Apache Gravitino 0.8.0 - strengthen the AI support for Apache Gravitino™ (incubating)
Apache Gravitino 0.8.0 is the third major release after entering the ASF. In this release, the community provides several exciting features like model catalog, Fuse for Fileset, credential vending for Fileset, Flink Iceberg and Paimon connector, Spark Paimon connector, and security enforcement.
This release blog will briefly introduce the new significant features and improvements. Please keep reading to learn more about what the community has worked on.
Model Catalog
Besides table and messaging metadata, Gravitino supports model metadata management in version 0.8. Gravitino allows a model to have multiple versions, and users can choose the best version. 0.8 provides basic functionality, and more features will be provided in the future, such as tagging models and better integration with machine learning workflows, to help users better manage models and extract more value from data and models.

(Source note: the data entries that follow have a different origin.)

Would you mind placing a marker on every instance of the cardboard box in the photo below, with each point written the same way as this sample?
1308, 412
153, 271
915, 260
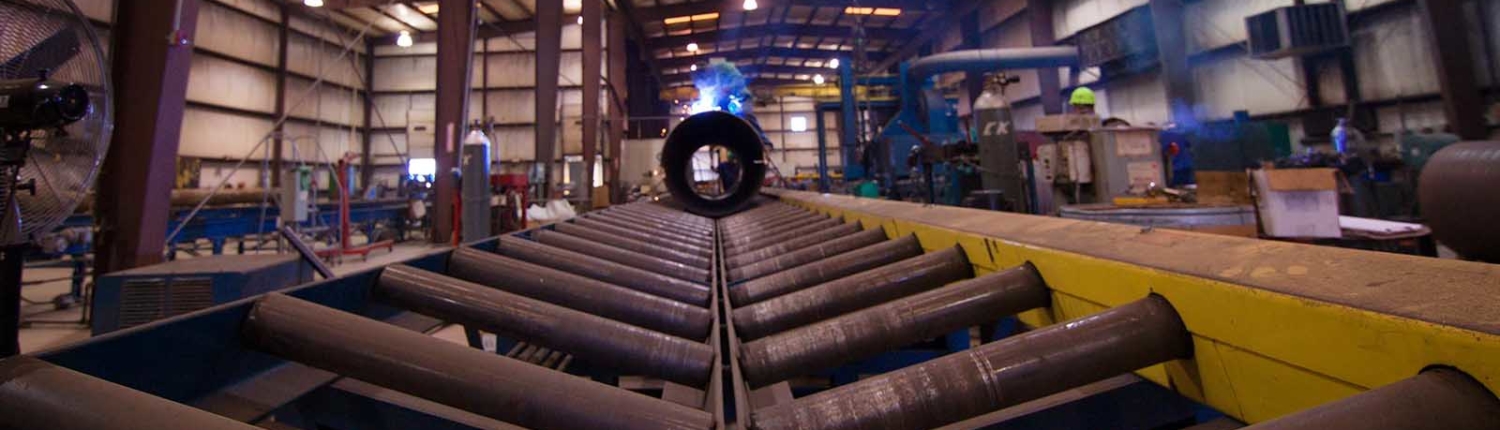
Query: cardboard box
1298, 203
1067, 123
1230, 188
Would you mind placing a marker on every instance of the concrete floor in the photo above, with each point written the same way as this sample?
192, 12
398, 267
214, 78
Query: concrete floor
51, 328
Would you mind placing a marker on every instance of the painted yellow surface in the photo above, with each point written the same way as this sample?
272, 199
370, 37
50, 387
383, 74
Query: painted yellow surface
1257, 354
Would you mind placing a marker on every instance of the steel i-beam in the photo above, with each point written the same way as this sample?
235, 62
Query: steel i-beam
600, 340
891, 325
996, 375
450, 373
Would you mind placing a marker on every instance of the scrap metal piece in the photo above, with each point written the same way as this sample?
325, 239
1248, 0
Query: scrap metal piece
450, 373
606, 342
615, 273
891, 325
834, 267
852, 292
996, 375
1437, 399
38, 394
632, 244
807, 255
579, 292
621, 256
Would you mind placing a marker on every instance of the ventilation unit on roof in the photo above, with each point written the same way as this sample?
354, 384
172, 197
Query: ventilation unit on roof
1296, 30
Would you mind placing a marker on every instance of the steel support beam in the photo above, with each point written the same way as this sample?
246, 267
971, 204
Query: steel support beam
134, 188
549, 57
593, 69
1455, 68
1172, 48
1041, 29
455, 68
450, 373
38, 394
618, 78
996, 375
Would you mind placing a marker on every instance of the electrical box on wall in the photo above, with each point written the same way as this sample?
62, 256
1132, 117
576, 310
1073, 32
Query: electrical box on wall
1296, 30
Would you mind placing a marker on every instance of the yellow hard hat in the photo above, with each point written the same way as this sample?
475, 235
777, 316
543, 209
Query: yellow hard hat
1082, 96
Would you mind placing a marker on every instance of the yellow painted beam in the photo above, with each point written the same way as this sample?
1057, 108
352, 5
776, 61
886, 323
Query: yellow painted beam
1277, 327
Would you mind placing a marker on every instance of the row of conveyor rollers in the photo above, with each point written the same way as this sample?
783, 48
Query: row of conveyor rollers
630, 289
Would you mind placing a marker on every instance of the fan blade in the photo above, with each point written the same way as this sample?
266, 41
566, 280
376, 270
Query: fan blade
50, 54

- Support model versioning metadata #4783.
Credential vending
Credential vending is a fundamental function in the cloud. In version 0.7, credential vending was supported for the Iceberg REST server. In version 0.8, we offer support for the Gravitino server and integrate it with Fileset. Based on Credential vending, Fileset can be used more securely and conveniently. The Gravitino server will centrally manage the security key and issue a temporary token, which is only valid for the Fileset that needs to be accessed by the request, making it more secure and eliminating the need for the user side to provide information such as AKSK.
In addition to the support for GCS and S3, version 0.8 also has built-in support for OSS and ADLS credential vending, and can support other storage in a pluggable manner.
- Support credential vending for fileset client #5677.
- Support credential vending for Gravitino #4398.
- Support Aliyun OSS credential provider #5625.
- Support ADLS credential provider #5624.
Fuse for Fileset
With the widespread use of Fileset in AI scenarios, how to improve usability and reduce user usage costs has become a major issue. In AI scenarios, users tend to access remote data in the way of local disks. Fuse for fileset is designed based on this, enabling users to access data managed by Fileset as if they were using local disks. Currently, basic alpha functionality is provided, which allows access to S3 data managed by Fileset. In subsequent versions, metadata caching functionality and support for more storage will be provided. Fuse for fileset is developed in Rust for performance considerations, and everyone is welcome to join the development.
- Implement GVFS fuse to access Gravitino fileset in the POSIX Protocol #5504.